Pensa che oggi si possa verificare il pericolo, se non di fascismo, di elementi di forte condizionamento culturale nelle scuole? “In questo periodo sono stata invitata a discutere in molte scuole e devo dire che la cosa che più temo è il vuoto, la non conoscenza. Qui il discorso va oltre il dato politico, ma temo questa cultura dell’evasione che nel vuoto di conoscenza può essere più devastante di quanto all’apparenza non sembri”.
Cosa pensa della manifestazione nazionale in difesa della scuola pubblica che si sta organizzando per il 29 maggio? Esiste a suo giudizio il pericolo che la scuola diventi un fatto mercantile, non più un diritto di tutti?
"Mi auguro di no. La mia esperienza come studentessa è stata in parte nella scuola pubblica in parte nella scuola privata.

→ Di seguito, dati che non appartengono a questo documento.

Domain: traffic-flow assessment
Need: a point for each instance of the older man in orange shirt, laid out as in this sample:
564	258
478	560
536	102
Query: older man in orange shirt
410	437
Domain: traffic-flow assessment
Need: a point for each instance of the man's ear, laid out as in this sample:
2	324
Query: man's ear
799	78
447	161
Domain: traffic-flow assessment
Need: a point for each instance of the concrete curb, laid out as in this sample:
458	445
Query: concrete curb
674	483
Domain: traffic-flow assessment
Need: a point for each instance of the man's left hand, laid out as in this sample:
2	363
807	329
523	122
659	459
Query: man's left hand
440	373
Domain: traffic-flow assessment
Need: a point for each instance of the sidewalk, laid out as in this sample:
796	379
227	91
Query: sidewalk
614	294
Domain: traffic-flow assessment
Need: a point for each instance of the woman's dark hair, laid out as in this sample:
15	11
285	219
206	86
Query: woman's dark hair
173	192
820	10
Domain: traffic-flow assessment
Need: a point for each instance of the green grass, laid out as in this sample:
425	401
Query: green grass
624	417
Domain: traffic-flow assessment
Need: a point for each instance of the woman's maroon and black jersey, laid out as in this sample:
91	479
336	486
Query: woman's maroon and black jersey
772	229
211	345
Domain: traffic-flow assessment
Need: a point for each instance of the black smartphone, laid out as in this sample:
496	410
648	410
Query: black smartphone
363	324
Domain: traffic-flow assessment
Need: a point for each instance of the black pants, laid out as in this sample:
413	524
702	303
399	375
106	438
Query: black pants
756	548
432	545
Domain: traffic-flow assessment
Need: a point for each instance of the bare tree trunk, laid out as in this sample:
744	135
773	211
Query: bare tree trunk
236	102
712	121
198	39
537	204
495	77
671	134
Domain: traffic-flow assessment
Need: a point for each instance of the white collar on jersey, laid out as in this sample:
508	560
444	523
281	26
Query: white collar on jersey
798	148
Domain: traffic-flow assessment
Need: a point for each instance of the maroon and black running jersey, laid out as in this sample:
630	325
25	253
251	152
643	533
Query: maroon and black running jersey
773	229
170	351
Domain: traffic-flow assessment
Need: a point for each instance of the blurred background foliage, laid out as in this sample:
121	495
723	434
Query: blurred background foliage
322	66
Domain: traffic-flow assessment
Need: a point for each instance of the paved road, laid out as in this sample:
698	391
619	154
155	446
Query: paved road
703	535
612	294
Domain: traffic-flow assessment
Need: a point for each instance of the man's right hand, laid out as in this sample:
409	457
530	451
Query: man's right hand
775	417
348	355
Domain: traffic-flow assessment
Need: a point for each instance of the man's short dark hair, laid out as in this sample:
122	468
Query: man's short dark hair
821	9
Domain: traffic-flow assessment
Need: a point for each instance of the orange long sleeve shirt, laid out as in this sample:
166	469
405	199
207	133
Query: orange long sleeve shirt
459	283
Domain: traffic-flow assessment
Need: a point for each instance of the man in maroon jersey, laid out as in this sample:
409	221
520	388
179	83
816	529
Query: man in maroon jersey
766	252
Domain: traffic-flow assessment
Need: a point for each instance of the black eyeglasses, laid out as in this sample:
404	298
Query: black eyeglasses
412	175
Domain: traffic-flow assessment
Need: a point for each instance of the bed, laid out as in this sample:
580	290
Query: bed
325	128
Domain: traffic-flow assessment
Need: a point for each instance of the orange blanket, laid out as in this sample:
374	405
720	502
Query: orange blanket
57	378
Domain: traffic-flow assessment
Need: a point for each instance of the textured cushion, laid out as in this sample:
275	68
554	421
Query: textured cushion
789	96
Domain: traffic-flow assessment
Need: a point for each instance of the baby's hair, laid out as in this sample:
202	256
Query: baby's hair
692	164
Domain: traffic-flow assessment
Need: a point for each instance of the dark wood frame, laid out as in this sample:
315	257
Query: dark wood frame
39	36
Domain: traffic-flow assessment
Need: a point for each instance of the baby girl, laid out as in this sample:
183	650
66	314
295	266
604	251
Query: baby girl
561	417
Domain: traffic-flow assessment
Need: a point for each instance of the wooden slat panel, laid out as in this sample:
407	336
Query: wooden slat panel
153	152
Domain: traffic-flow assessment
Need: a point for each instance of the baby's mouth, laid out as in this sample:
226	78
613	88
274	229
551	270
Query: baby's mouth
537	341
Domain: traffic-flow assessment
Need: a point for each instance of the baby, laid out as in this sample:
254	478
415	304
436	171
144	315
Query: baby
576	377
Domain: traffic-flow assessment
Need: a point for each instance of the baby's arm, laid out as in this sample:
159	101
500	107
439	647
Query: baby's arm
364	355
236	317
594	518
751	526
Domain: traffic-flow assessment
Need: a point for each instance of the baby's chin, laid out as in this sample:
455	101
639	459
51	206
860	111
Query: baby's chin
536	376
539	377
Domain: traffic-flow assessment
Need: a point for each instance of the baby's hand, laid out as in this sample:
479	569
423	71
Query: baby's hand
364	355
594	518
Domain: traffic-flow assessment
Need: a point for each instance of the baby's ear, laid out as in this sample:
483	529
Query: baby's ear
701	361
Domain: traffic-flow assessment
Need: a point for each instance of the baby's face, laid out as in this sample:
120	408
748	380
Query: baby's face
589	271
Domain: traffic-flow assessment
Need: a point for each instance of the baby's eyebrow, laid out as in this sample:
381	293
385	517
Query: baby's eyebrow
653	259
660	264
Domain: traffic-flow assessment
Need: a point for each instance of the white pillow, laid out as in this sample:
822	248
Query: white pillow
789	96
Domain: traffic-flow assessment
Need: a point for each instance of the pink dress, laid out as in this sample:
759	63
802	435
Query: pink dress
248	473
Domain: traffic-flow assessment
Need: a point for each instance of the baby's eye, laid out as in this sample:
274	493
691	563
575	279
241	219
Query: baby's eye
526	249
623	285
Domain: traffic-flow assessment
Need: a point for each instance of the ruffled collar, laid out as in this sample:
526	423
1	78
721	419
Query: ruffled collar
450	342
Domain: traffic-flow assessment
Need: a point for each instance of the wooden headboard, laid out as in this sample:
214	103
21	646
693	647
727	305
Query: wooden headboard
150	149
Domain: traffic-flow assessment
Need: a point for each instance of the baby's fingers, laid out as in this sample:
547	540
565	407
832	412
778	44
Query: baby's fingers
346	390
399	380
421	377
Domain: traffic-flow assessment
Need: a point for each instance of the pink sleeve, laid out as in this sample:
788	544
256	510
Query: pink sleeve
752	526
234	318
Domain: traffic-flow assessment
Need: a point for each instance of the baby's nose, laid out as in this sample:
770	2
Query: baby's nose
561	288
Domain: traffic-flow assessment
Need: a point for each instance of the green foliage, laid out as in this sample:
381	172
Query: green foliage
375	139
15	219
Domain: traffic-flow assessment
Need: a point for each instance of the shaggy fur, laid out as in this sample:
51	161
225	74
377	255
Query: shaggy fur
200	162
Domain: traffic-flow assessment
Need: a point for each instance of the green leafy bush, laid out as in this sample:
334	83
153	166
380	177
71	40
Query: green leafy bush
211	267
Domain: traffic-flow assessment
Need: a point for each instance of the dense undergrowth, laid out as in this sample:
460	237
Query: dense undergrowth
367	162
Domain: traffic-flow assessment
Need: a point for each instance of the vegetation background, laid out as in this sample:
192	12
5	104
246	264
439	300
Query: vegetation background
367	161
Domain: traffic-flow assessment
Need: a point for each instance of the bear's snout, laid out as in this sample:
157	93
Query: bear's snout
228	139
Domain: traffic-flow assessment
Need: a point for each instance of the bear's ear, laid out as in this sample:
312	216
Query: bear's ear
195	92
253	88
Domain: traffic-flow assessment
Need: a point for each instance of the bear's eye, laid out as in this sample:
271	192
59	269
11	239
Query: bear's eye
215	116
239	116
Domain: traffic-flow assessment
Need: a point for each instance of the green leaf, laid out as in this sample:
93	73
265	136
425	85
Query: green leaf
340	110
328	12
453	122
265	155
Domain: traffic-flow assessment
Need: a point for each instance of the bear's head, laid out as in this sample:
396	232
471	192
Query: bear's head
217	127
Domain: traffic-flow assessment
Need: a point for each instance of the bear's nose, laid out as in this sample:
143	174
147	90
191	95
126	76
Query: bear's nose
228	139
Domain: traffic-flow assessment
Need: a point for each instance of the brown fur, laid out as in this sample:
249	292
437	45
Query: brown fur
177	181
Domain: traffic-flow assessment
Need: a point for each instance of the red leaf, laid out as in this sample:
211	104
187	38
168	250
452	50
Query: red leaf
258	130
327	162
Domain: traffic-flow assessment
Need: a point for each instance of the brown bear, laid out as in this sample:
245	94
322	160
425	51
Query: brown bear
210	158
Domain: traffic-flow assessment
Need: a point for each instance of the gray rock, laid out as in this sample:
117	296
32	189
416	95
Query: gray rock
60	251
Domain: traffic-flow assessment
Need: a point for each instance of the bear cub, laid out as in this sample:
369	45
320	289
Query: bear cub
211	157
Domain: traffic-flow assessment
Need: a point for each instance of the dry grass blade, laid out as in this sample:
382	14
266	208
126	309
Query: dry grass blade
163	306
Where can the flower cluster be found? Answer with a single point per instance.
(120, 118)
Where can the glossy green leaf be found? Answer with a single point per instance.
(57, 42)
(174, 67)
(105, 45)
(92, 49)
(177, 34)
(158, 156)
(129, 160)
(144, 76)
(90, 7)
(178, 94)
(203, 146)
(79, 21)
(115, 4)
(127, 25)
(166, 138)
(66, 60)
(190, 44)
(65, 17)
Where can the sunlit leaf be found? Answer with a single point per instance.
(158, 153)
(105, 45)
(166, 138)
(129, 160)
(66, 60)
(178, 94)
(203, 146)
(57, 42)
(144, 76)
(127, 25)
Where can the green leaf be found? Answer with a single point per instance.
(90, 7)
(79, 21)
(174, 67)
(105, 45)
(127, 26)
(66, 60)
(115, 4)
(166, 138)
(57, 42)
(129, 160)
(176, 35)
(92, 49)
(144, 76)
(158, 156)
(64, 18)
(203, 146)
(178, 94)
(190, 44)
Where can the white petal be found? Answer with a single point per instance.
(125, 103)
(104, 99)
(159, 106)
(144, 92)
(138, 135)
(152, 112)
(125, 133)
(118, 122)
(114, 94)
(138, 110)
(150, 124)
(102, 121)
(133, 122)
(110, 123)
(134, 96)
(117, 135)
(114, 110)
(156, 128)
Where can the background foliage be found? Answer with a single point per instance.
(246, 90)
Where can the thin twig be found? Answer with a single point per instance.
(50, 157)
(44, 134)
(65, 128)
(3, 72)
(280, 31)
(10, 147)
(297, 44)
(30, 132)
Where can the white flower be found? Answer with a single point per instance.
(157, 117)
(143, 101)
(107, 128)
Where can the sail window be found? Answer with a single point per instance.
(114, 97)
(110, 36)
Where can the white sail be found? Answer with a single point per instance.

Riesco a recepire con difficoltà l’antinomia, la contrapposizione. Ma sono certa che ci sia l’obbligo per lo stato di garantire la scuola a tutti i giovani: è questa una funzione, un ruolo e una responsabilità a cui non è possibile rinunciare. Quando penso all’attuale rilettura dello stato dentro la cultura della privatizzazione che sta venendo avanti, se ho due certezze sono queste: la scuola, cioè la cultura e la sanità devono essere garantiti a tutti i cittadini, sono beni essenziali. Che poi esista anche il privato, che gli sia dato dello spazio, lo ritengo giusto ma deve avvenire avendo affermato prima questo principio".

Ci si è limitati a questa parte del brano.